Nauru – La liberté d’expression réduite

    samedi 16 mai 2015

    Plus rien ne l’arrête. Il y a deux semaines, le gouvernement de Nauru avait bloqué Facebook sur toute l’île. Officiellement, pour « lutter contre la pornographie sur Internet ».
    Mardi, le gouvernement nauruan a passé une nouvelle loi. Cette fois-ci, il interdit tout commentaire, qui pourrait « agiter les haines raciales, religieuses et politiques », et ainsi déstabiliser l’ordre public. Un nouveau délit qui sera passible de sept ans de prison.
     
    Asile. Concrètement, si les migrants détenus sur l’île critiquent leurs conditions de détention ou la lenteur administrative de Nauru, dans le traitement de leur demande d’asile, ils peuvent tomber sous le coup de cette nouvelle loi.
    Les députés d’opposition aussi ont du souci à se faire. Ils critiquent le centre de rétention, mais pas seulement. Et ils affirment être muselés par le gouvernement. L’année dernière déjà, le gouvernement nauruan a interdit aux medias locaux d’interviewer des membres de l’opposition.

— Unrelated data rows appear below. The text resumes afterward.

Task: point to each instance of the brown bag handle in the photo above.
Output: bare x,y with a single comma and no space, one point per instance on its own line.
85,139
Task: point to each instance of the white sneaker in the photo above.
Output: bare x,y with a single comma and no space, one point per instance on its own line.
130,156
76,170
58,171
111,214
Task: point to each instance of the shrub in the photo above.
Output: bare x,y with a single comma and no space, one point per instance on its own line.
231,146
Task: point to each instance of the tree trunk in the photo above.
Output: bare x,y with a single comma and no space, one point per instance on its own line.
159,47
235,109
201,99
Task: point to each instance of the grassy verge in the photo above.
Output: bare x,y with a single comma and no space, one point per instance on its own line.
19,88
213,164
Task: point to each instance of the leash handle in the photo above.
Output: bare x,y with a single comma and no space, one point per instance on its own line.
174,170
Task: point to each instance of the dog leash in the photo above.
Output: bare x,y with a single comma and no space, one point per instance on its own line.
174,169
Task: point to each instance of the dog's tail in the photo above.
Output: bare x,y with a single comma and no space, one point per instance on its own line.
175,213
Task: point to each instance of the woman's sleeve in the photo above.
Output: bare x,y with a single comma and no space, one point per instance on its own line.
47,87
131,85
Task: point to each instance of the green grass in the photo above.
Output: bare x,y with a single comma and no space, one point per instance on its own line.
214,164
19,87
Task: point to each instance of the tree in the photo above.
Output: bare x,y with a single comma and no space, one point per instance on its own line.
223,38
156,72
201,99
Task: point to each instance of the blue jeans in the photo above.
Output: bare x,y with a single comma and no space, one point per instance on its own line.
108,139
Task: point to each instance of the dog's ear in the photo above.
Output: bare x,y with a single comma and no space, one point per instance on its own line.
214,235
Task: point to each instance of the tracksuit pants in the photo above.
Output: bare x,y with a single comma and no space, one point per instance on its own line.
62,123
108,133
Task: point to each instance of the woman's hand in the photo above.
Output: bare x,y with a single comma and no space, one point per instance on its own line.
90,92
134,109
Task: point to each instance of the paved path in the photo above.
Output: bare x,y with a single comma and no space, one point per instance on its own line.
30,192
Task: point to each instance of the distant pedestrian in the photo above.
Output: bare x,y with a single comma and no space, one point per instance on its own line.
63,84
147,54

    « Le gouvernement nauruan a de quoi être paranoïaque. Après tout, il accueille un centre de rétention, ouvert par l’Australie. Et l’accueil des migrants pose toutes sortes de problèmes : de sécurité nationale, mais aussi géopolitiques », explique Jason Brown, le rédacteur en chef du Pacific Freedom Forum, un réseau régional de journalistes qui milite pour la liberté d’expression.
    Il y a actuellement environ mille demandeurs d’asile dans ce centre de rétention, et quelques dizaines de réfugiés, relachés, vivent librement sur l’île. L’Australie tente de les convaincre d’accepter d’être transférés au Cambodge.
     
    Silence. De son côté, le gouvernement australien garde le silence. Aucun commentaire sur les mesures récentes de Nauru. « Les restrictions imposées sur Internet à Nauru relèvent du gouvernement de Nauru », se borne à déclarer le ministère australien de l’Immigration.
    « Même si l’on met de côté le problème du centre de rétention, Nauru a signé toutes sortes de traités internationaux dans lesquels il s’est engagé à garantir les droits de l’homme et la liberté d’expression. Avec ces mesures, le gouvernement nauruan renie ses engagements. Et je ne pense pas que les contribuables australiens et les pays développés apprécient que l’aide qu’ils donnent à Nauru serve à limiter la liberté d’expression », commente Jason Brown.
    Nauru est sortie grande gagnante du nouveau budget présenté par le gouvernement australien en début de semaine. Contrairement à d’autres pays comme l’Indonésie, les Philippines ou encore le Vietnam, qui voient le montant de leur aide diminuer, Nauru continuera à recevoir de l’Australie le même montant d’aide au développement que l’année dernière – soit environ 30 millions de dollars australiens pour 10 000 habitants.